Analysis Experiment 1: Robustness of TaLo Layer Selection
A natural question is whether the "task-interfering layer" selected by TaLo during the probing phase is merely a result triggered by few samples or evaluation noise. To verify the robustness of TaLo's layer selection, the authors further conducted repeated experiments through bootstrap sampling of the probing set, finding that selected interfering layers are highly concentrated, and layer selection results do not fluctuate significantly with sample perturbations. Furthermore, the paper shows cross-benchmark transfer validation: interfering layers selected on MMBench's logical reasoning tasks, when directly applied to MMStar's math tasks, still bring positive gains, while layers selected for perception tasks consistently harm math reasoning performance. This consistency across tasks and benchmarks indicates that TaLo identifies not "layers that are accidentally optimal for a particular benchmark," but rather layers related to task conditions with stable interfering capabilities, thereby supporting the robustness of TaLo's layer selection process in both statistical and practical applications.
Analysis Experiment 2: Qualitative Case Studies
Beyond validation of overall performance and statistical stability, researchers further conducted qualitative analysis of TaLo's behavior through specific cases. It can be seen that without layer intervention, the model provides seemingly reasonable but actually incorrect answers. The source of error is not basic arithmetic or missing common sense, but rather the introduction of irrelevant or conflicting information in intermediate reasoning paths, causing final judgments to deviate from correct conclusions. After applying TaLo, the model can more stably focus on key information related to the task on the same input, and output results consistent with standard solutions. This improvement does not come from a more "complex" reasoning process, but rather the opposite: by suppressing interfering layers under specific tasks, the model's intermediate reasoning steps become more concise, coherent, and more aligned with the logical sequence humans use when solving problems.
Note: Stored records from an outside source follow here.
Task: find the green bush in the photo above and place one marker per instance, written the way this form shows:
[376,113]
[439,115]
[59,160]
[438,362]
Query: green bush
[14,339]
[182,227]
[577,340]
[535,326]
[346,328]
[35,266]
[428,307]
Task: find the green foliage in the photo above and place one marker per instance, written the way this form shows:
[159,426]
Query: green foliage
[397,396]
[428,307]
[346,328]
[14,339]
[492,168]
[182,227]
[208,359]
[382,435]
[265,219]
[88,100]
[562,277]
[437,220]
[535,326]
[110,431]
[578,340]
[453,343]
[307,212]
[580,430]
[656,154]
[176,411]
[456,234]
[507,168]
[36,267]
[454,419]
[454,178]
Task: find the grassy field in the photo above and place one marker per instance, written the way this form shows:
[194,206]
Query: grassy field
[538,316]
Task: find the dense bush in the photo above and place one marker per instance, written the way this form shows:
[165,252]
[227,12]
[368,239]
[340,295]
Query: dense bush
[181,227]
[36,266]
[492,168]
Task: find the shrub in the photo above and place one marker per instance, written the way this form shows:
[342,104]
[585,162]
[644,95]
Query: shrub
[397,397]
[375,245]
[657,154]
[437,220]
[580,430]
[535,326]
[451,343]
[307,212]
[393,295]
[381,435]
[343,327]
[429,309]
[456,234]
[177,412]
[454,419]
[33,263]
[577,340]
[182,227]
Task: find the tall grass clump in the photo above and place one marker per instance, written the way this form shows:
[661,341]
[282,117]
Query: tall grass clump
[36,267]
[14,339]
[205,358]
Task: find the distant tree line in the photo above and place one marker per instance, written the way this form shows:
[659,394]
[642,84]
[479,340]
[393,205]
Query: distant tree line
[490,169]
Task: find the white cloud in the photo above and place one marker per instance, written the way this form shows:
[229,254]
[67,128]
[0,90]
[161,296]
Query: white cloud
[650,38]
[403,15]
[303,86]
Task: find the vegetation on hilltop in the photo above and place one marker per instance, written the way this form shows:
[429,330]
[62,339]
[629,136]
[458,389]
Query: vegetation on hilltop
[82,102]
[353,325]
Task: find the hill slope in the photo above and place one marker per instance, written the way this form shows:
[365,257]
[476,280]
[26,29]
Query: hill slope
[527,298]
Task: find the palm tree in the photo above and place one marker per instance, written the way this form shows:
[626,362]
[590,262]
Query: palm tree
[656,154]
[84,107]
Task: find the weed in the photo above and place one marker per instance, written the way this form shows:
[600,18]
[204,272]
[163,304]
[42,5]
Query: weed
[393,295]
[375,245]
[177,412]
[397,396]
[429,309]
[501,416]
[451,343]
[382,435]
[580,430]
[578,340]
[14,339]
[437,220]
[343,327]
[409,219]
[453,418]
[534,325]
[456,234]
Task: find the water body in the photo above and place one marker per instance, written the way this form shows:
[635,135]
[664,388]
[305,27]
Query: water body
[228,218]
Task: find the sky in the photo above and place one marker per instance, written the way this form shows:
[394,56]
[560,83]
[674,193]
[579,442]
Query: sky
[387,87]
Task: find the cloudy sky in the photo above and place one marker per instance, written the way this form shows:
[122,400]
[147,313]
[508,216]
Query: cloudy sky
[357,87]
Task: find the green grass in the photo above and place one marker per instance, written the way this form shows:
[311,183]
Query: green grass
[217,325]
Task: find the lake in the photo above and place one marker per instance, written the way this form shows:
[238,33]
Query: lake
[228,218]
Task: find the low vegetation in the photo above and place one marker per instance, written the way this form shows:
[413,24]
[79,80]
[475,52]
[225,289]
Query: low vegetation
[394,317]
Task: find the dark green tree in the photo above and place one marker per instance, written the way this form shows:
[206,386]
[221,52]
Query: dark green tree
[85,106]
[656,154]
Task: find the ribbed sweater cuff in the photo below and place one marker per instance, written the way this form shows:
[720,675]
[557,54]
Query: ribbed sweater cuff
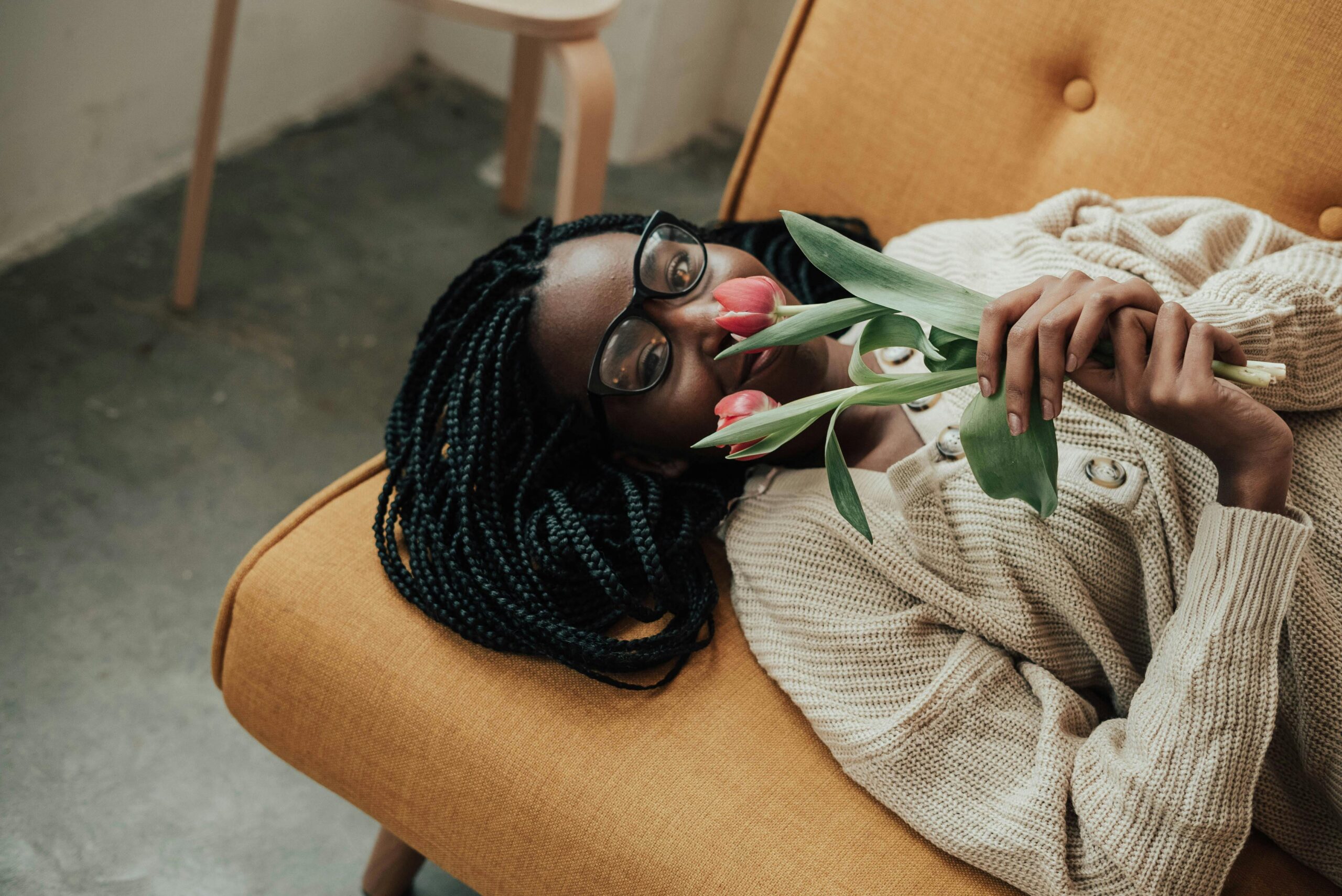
[1249,557]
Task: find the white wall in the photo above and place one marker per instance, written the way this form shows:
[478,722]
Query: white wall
[679,66]
[759,30]
[99,99]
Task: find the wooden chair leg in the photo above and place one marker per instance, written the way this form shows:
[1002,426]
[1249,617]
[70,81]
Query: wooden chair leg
[590,108]
[203,164]
[524,105]
[392,867]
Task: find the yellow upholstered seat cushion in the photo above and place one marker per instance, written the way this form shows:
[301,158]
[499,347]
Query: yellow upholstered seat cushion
[921,111]
[520,775]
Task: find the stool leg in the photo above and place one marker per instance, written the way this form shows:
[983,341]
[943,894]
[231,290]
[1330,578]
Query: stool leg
[524,105]
[203,164]
[392,867]
[590,106]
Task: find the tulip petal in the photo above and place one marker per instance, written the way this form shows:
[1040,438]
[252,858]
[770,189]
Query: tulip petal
[749,294]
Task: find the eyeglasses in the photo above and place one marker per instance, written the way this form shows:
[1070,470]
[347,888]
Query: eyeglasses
[635,353]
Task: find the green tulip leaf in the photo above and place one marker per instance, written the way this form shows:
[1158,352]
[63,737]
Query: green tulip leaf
[842,489]
[878,278]
[807,325]
[957,352]
[1008,466]
[775,440]
[898,388]
[882,333]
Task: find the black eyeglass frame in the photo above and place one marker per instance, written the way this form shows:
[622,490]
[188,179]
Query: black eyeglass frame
[642,293]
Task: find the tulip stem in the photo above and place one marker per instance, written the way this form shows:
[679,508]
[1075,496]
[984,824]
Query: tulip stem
[1255,373]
These cases intuitively demonstrate that TaLo does not "inject new knowledge," but effectively avoids inappropriate information routing within the model during the testing phase, thereby improving the reliability and consistency of reasoning results.
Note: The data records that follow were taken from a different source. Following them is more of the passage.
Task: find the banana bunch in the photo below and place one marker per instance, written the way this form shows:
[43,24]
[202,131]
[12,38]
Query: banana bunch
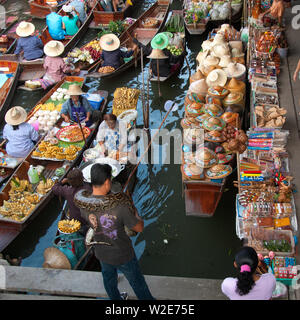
[125,99]
[69,226]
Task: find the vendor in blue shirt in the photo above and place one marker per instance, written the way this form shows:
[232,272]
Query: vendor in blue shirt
[21,136]
[77,106]
[31,46]
[55,24]
[112,55]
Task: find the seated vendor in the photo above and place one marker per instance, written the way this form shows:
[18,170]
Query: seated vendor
[275,12]
[77,107]
[54,65]
[55,24]
[167,62]
[30,45]
[21,136]
[67,189]
[112,55]
[110,136]
[70,22]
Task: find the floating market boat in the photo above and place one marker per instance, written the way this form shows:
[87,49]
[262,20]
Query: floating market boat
[34,69]
[102,18]
[156,16]
[15,216]
[40,8]
[10,70]
[174,25]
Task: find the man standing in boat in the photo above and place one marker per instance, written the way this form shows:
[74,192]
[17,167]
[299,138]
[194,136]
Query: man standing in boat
[108,214]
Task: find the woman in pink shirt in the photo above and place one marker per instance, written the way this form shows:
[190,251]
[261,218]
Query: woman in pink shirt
[250,283]
[54,65]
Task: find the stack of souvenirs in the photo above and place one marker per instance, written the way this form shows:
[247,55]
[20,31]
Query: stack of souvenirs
[214,105]
[266,214]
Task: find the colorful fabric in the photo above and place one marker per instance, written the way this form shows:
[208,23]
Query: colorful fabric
[20,141]
[55,68]
[54,23]
[71,25]
[31,46]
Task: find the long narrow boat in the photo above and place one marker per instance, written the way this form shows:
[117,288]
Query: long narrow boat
[34,69]
[158,11]
[7,90]
[102,17]
[182,35]
[40,9]
[9,228]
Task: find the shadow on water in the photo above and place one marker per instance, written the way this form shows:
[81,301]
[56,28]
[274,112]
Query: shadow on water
[171,243]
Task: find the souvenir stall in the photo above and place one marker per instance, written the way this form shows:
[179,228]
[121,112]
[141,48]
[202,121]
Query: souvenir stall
[265,209]
[214,107]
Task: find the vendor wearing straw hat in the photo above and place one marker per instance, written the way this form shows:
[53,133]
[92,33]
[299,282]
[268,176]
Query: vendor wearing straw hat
[30,45]
[112,55]
[19,134]
[77,107]
[167,62]
[54,65]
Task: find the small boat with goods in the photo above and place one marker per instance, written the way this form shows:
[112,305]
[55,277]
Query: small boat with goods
[28,191]
[176,32]
[144,29]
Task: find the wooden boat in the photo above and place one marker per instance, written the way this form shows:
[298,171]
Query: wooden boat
[34,69]
[40,9]
[181,61]
[8,89]
[159,11]
[102,18]
[10,229]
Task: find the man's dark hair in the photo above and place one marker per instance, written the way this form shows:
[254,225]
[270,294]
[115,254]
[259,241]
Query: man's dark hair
[75,178]
[100,173]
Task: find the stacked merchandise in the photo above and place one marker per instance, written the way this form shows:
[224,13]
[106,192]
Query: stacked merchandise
[266,214]
[214,105]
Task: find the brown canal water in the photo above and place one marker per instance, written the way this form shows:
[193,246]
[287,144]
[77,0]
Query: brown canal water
[197,247]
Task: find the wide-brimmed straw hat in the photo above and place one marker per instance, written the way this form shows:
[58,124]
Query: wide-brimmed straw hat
[160,41]
[25,29]
[109,42]
[54,48]
[55,259]
[157,54]
[224,61]
[220,50]
[74,90]
[235,70]
[15,116]
[216,77]
[67,8]
[211,61]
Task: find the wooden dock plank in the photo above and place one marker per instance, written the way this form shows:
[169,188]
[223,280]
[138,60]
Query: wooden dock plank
[89,284]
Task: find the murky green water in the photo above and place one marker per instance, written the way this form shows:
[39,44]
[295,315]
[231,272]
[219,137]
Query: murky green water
[197,247]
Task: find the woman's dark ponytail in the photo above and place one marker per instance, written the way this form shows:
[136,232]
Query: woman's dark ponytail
[246,260]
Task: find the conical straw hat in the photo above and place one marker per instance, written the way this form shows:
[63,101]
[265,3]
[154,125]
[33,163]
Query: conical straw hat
[211,61]
[157,54]
[224,61]
[25,29]
[54,48]
[55,259]
[109,42]
[216,77]
[15,116]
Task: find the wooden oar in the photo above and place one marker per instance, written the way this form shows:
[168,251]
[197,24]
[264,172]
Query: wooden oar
[77,116]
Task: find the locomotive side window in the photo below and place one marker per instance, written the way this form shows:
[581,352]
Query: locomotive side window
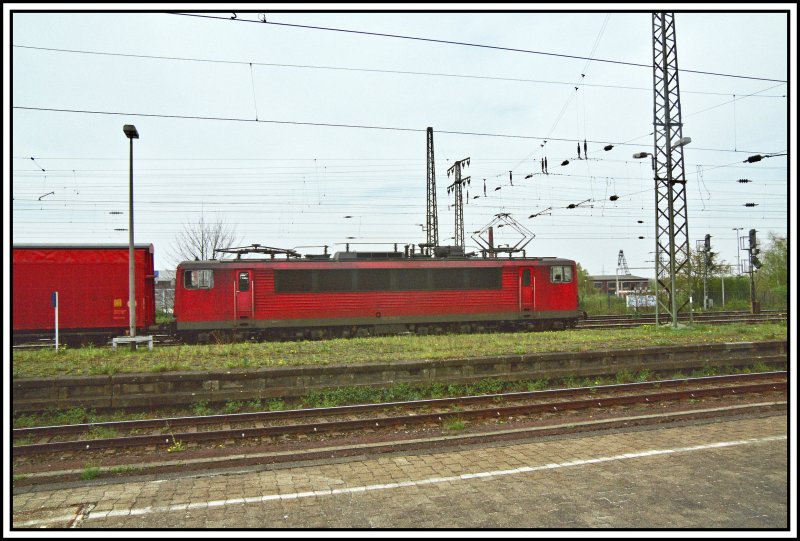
[483,279]
[335,280]
[244,281]
[560,275]
[448,278]
[374,279]
[411,279]
[293,281]
[198,279]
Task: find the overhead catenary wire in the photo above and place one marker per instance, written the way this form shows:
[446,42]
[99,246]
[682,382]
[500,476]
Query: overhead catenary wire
[322,124]
[375,70]
[467,44]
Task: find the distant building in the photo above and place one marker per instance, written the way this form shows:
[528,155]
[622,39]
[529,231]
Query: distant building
[165,290]
[628,283]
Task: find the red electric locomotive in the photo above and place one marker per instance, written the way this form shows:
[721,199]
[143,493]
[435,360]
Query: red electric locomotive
[358,293]
[92,285]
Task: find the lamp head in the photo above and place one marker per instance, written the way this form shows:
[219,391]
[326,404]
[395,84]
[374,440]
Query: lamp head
[130,131]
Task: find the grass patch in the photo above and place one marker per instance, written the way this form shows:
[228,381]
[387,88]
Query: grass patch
[386,349]
[455,424]
[90,472]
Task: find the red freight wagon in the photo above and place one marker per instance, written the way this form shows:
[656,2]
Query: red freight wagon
[346,296]
[92,286]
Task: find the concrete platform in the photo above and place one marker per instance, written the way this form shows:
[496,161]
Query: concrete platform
[729,474]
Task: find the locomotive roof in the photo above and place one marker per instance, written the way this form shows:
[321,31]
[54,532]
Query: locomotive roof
[139,246]
[393,262]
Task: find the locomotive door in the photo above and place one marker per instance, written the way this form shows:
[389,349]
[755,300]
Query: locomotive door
[243,295]
[527,286]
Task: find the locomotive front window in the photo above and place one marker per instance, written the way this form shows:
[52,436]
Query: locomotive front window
[560,275]
[198,279]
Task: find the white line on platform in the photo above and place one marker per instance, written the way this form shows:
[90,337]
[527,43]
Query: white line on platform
[388,486]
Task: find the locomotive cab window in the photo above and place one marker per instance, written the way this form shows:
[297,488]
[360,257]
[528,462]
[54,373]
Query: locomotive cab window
[560,275]
[198,279]
[244,281]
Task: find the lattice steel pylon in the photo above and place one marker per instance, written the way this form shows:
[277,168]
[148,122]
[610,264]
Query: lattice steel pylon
[459,200]
[672,225]
[432,219]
Implications and Significance
TaLo's research results reveal a noteworthy fact: Large-scale pretrained models inevitably contain task-to-task representational conflicts. Certain layers may be reasonable compromise solutions under overall pretraining objectives, but can become performance bottlenecks in specific downstream tasks. By performing targeted suppression of these layers during the testing phase, the model can instead focus more on the capabilities genuinely required by the task.
From a broader perspective, this work not only proposes a practical test-time adaptive method, but also provides a new perspective for understanding the internal functional organization of vision-language models. It prompts us that in the era of large models, performance improvement does not always depend on "more parameters" or "deeper structures." Sometimes appropriate simplification can instead unlock potential capabilities masked by the model.